Satu-satunya cara untuk membuktikan bahwa dirinya masih ada adalah dengan menggoreskan silet ke lengan—sebuah ritual parut yang ia sebut coretan seni. Namun, ketika silet tidak lagi mampu menembus dinding mati rasa di tubuhnya, Kinanti mulai kehilangan arah.

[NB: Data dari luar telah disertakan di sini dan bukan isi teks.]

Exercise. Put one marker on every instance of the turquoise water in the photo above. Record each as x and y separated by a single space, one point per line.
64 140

Rantai peran sosialnya sebagai sahabat, murid, dan anak perempuan penurut perlahan runtuh dan menjauh.
Dikurung dalam kesunyian rumah orang tuanya yang dingin, ia beralih ke paku beton dan tang karat untuk memburu rasa linu yang hilang. Ketika rasa sakit fisik bermutasi menjadi sebuah kedamaian yang candu, Kinanti menyadari sebuah delusi baru: jika dunia bisa merampas semua impian dan identitasnya, maka ia juga berhak melucuti pertahanan terakhir raga miliknya sendiri.
Sebuah kisah sastra horor psikologis yang pekat tentang kesepian, krisis identitas remaja, dan sebuah perayaan ngeri dari tubuh yang nekat merebut kedaulatannya sendiri lewat aturan yang mutlak dan abadi.